Updated: Friday, 24 Feb 2012, 12:02 PM EST
Published : Friday, 24 Feb 2012, 11:41 AM EST

VIENNA (AP) — Iran has rapidly ramped up production of higher-grade enriched uranium over the last four months, the U.N. nuclear agency said Friday, in a confidential report that feeds concerns about how quickly the Islamic republic could produce an atomic bomb.

The report by the International Atomic Energy Agency also said Iran had failed to give a convincing explanation about a quantity of missing uranium metal. Diplomats say the amount unaccounted for is large enough to be used for experiments in arming a nuclear missile.

Iran insists it is not interested in nuclear weapons and says its activities are meant either to generate energy or to be used for research.

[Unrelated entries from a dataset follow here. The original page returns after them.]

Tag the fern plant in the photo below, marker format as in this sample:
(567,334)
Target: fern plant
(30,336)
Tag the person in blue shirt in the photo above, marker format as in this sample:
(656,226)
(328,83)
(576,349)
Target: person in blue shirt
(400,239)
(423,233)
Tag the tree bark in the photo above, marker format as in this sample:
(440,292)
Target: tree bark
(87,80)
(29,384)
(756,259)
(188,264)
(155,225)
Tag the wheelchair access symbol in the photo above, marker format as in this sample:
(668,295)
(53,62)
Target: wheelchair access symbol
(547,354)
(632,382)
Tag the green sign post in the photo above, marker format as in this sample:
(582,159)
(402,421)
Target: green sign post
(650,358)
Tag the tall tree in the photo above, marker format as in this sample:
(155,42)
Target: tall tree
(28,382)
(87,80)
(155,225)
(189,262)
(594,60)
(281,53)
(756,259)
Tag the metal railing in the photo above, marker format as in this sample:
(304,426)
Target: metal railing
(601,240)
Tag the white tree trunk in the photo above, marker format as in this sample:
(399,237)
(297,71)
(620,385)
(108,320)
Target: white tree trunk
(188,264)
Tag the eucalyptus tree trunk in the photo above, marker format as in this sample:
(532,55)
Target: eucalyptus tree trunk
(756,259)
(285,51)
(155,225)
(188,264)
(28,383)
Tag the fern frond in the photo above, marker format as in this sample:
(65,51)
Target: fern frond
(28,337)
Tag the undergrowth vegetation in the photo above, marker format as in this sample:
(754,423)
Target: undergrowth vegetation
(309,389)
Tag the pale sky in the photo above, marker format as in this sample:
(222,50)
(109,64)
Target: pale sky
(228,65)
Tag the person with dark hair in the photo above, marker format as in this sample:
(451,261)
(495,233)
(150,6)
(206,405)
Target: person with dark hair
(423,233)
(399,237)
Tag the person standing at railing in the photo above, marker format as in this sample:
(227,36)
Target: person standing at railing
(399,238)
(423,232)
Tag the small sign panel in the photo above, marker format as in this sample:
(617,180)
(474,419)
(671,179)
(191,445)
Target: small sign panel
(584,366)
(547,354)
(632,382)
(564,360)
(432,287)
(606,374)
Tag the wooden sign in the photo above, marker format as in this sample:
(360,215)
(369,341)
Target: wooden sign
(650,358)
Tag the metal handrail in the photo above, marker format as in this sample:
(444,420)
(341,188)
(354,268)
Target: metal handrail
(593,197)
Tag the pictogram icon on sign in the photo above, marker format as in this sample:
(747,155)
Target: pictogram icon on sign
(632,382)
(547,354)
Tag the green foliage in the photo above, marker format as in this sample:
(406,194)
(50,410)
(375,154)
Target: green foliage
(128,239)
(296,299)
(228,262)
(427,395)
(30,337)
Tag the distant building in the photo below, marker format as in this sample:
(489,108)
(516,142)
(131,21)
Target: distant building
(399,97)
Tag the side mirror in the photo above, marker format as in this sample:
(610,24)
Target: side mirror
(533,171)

But the report contained little assurances the country's activities are purely peaceful.

Instead, it also confirmed that two IAEA missions to Tehran within less than a month had failed to dent Iran's refusal to assist an IAEA probe of suspicions that the country has been secretly working on aspects of a nuclear weapons program.

The confidential report obtained by The Associated Press said the agency continues to have "serious concerns regarding possible military dimensions to Iran's nuclear program."

The report was issued to the IAEA's 35-nation board and the U.N. Security Council as the latest update on what the agency knows and what it suspects about Iran's nuclear program.

It comes amid heightened tensions caused by Iran's refusal to reign in nuclear activities that much of the world fears could be redirected toward a weapons program. A rapid series of sanctions imposed by the U.S., the European Union and others imposed on Tehran have only increased acrimony without any sign that Iran is ready to compromise.

Instead, it has retaliated by imposing oil embargoes on Britain and France and threatening other European nations that act against it with similar punishment.